Sugar in Our Wounds is the start of a trilogy. What was your impetus to write this particular play, and this series?
Donja: I read Tarell Alvin McCraney's Marcus; or The Secret of Sweet, and there was a passage where Shanta, one of the characters, was probing Marcus, the main character, trying to figure out his sexuality. One of the things she says is that she remembers hearing what slave masters would do to the enslaved males when he found out they were intimate. It blew my mind because I never imagined me or anyone like me existing at that time. You always think that Marsha P. Johnson and Stonewall is the first time we came to be, not really thinking about how vast and rich queer history is.
In January 2016, I started to write Sugar. Around May or June, my husband and I were walking to the grocery store and talking about it, and I said, "I think this play is part of a trilogy that explores queer love at pivotal moments in black history." He stopped in his tracks. We started to talk, and I started getting more and more invested in this idea of exploring queerness during moments where I never imagined queer narratives existing.
Saheem: Sugar felt so revolutionary and so matter-of-fact at the exact same moment. Revolutionary because I'd never seen or heard anything like it. I couldn't contemplate why I had never heard of those narratives, but as we got deeper into Sugar, we realized that it's just really hard to find those stories.
One of the things I love about the trilogy is how the plays connect thematically, but they all stand alone in their own right. In some of them, there are references to other characters being ancestors, but they don't intertwine in a way that you have to see all of them to understand.
How much work did you do with Manhattan Theatre Club to make sure the audience was as diverse in race and age as it possibly could be?

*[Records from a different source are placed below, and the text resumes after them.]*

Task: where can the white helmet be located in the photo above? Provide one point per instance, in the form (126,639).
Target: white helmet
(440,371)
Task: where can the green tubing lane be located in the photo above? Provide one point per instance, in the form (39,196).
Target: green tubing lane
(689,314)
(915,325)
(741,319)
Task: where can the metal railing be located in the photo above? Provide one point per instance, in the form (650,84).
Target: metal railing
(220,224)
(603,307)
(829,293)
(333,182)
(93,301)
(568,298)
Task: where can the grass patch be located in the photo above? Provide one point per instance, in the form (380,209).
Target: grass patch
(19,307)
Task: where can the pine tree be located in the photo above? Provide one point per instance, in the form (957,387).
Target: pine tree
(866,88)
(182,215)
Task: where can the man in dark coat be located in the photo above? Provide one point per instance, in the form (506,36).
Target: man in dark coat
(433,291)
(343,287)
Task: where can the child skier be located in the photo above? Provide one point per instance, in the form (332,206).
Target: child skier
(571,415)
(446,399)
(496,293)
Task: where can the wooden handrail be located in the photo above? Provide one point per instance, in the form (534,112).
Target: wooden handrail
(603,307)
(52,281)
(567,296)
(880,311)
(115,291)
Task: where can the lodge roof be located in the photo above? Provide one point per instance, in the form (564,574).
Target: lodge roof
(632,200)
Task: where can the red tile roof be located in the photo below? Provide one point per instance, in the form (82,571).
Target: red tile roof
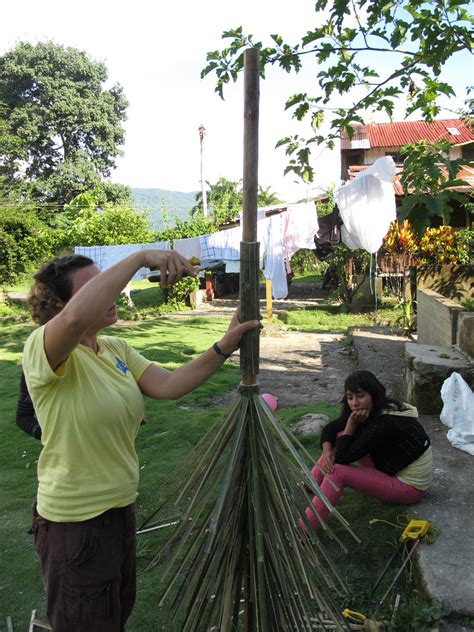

Donja: Whenever I write, I know the characters I'm writing about and the people I'm writing for, so I wanted to make sure, particularly for a play like Sugar, that individuals who would truly see themselves reflected in the work would be there to see it. We sent a very honest email of "This is why I wrote the play, this is who I would like to come see the play, and this is who the play is for, on top of everyone else." MTC has been extremely open arms, really helping out, working on black theater nights and pride nights. I've been super-duper grateful.
Saheem: It's expanded the sense of who's welcome in the theater and who's invited there. Historically, this is a unique moment for MTC, and they've really embraced the story and Donja. They wanted to serve the play and playwright as best they could. They brought people on board just to make sure they were reaching out to the right communities. It's been glorious being in that space with all kinds of people, and feeling what the effect is every night.
Donja: And feeling as if this moment has been ordained. Previews and opening happening during Pride. Opening night literally happening on Juneteenth, when slaves in Texas found out they were free. It was like…This is actually meant to be. It's beautiful.